Also, you want to map(fetch, refs) not pmap.
With that i get better speedup (still not great, but at least > 2x with 8
processors)
julia> N=1000000;T=1000;A=rand(3,N);@time SimulationSerial(A,N,T)
elapsed time: 1.822478028 seconds (233 kB allocated)
julia> N=1000000;T=1000;dA=drand(3,N);@time SimulationParallel(dA,N,T)
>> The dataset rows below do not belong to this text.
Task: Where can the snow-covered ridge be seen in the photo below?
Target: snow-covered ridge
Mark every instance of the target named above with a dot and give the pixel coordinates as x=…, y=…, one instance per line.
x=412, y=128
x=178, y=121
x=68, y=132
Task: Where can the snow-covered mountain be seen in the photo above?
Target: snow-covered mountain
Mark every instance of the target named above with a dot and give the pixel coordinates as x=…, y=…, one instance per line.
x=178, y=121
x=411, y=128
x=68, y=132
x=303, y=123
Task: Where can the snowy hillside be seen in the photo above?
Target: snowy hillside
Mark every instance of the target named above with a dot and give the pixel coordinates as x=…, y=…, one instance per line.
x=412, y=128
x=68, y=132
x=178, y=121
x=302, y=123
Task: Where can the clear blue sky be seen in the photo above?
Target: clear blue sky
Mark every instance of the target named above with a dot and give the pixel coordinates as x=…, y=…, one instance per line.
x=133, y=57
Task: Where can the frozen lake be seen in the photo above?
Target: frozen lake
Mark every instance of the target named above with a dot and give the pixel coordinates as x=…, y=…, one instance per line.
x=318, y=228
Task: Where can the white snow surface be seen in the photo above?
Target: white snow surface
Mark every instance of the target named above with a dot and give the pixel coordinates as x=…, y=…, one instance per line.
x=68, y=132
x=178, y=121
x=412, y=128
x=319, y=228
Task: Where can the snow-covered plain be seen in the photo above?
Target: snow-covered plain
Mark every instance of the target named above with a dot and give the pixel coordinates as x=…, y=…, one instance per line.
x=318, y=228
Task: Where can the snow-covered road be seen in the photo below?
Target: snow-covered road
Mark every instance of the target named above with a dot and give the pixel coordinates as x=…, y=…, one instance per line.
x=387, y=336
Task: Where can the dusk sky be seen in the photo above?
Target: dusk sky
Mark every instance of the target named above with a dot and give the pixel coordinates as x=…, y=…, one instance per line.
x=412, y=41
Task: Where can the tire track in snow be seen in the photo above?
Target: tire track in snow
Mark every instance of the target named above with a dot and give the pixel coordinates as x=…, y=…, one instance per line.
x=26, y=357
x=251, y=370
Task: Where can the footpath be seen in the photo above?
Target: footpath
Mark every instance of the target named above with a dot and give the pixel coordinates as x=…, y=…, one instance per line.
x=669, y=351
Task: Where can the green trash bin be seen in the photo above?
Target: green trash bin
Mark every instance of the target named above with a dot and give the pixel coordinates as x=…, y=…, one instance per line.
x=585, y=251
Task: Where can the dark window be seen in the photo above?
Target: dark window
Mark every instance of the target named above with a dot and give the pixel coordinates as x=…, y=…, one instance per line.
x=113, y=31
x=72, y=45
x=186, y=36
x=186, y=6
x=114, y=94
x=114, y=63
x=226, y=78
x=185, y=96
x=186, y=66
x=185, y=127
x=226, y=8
elapsed time: 0.617520182 seconds (573 kB allocated)
8-element Array{Any,1}:
nothing
nothing
nothing
nothing
nothing
nothing
nothing
nothing
On Thursday, April 30, 2015 at 10:50:23 AM UTC-4, Jake Bolewski wrote:
>
> DistributedArray performance is pretty bad. The reason for removing them
> from base was to spur their development. All I can say at this time is
> that we are actively working on making their performance better.
>
> For every parallel program you have implicit serial overhead (this is
> especially true with multiprocessing). The fraction of serial work to
> parallel work determines your potential parallel speedup. The parallel
> work / serial overhead in this case is really bad, so I don't think your
> observation is really surprising. If this is on a shared memory machine I
> would try using SharedArray's as the serial communication overhead will be
> lower, and the potential parallel speedup much higher. DistributedArrays
> only really make sense if they are in fact distributed over multiple
> machines.
>
> On Thursday, April 30, 2015 at 9:18:32 AM UTC-4, Alex wrote:
>>
>> Hi,
>>
>> I can't say anything regarding the performance of Distributed Arrays.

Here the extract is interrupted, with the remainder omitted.